How do I know if my font has been modified?

kosal's picture

Many years ago I released a freeware font that allowed for commercial usage, but not any modifications.

I've seen it used by a company in a new line of products (printed handbags, umbrellas, etc) and it appears different — as if they put a 3pt stroke around it in Adobe Illustrator.

There's no way for me to know if they modified the font, creating a new font from it for use, or just simply added strokes in graphics software for print. I'm assuming the latter doesn't count.

Any advice on how to find out?

hrant's picture

If you can show the exact steps (in a font editor) that replicate their exact results then you have a case.

BTW even if that's not what they did a properly written letter (preferably from a lawyer) proposing a -modest- settlement might just click.

hhp

kosal's picture

I'll try it out myself later, but shouldn't the stroke effect mathematically be handled similarly regardless of the application?

Karl Stange's picture

Any change to the font is important if you have not permitted it under the terms of your license agreement or general terms and conditions.

Most foundries seem to allow modification of outlines in a vector art programs like Illustrator, as long as that modification is not then re-introduced to the font.

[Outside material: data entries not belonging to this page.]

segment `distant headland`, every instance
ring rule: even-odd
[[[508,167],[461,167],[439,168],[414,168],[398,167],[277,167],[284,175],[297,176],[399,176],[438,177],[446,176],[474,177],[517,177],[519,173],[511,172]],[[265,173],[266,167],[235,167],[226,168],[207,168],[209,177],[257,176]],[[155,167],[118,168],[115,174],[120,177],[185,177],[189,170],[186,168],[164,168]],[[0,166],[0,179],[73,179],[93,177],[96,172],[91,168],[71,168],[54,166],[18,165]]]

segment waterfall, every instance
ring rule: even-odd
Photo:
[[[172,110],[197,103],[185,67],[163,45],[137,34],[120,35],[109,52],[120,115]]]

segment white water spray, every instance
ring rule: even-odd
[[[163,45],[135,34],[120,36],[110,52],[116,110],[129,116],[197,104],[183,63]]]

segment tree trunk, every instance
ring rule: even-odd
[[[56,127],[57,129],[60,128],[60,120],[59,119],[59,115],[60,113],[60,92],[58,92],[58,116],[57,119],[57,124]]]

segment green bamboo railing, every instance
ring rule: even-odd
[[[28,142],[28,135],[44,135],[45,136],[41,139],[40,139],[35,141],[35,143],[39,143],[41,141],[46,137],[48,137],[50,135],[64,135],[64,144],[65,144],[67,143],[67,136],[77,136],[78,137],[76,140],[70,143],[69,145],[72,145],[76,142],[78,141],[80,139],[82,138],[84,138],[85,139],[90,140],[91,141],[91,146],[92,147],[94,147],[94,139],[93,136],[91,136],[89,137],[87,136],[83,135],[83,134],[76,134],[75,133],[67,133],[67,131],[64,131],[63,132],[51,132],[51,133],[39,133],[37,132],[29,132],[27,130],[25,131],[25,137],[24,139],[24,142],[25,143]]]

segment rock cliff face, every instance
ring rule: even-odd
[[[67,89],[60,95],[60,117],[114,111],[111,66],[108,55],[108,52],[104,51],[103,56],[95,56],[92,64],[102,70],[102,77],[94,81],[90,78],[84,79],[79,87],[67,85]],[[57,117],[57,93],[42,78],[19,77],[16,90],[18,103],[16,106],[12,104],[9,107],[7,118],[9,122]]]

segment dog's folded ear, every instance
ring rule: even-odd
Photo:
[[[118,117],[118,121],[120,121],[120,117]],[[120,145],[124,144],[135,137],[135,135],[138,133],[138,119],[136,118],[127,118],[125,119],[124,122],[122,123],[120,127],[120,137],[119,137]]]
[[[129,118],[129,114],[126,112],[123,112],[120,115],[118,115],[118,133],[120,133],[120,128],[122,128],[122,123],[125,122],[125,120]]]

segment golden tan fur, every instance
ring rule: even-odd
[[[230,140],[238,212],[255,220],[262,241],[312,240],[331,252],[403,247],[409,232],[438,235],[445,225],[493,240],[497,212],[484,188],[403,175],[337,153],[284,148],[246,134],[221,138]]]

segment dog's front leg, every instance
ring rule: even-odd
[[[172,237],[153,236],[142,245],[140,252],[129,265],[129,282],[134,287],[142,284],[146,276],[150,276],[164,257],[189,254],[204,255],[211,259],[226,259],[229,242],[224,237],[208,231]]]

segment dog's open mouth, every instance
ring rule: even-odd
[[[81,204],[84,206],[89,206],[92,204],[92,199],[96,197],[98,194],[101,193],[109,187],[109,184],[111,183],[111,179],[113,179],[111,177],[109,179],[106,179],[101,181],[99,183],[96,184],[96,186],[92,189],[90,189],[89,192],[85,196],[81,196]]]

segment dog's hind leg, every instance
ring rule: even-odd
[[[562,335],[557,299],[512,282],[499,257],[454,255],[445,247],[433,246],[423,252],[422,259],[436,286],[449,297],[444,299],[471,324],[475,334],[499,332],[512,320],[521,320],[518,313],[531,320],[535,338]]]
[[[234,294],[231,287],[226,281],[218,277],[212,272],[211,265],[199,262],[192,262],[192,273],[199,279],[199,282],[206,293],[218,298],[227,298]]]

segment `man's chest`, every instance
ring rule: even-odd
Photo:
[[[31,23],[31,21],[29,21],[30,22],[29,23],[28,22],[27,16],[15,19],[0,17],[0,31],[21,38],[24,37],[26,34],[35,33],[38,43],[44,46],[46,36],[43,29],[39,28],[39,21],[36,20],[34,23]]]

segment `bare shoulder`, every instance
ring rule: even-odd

Other foundries allow modification as long as the resulting modified font is used for internal business purposes only.

Some foundries do not allow any manipulation of the outlines, either within the context of the font or any mode of output.

If you are unhappy with the way in which the outlines have been used, whether modified within a font editing tool or a vector art program then, as Hrant suggests, you should try and contact them about the nature of the modifications and discuss whether some kind of deal can be worked out.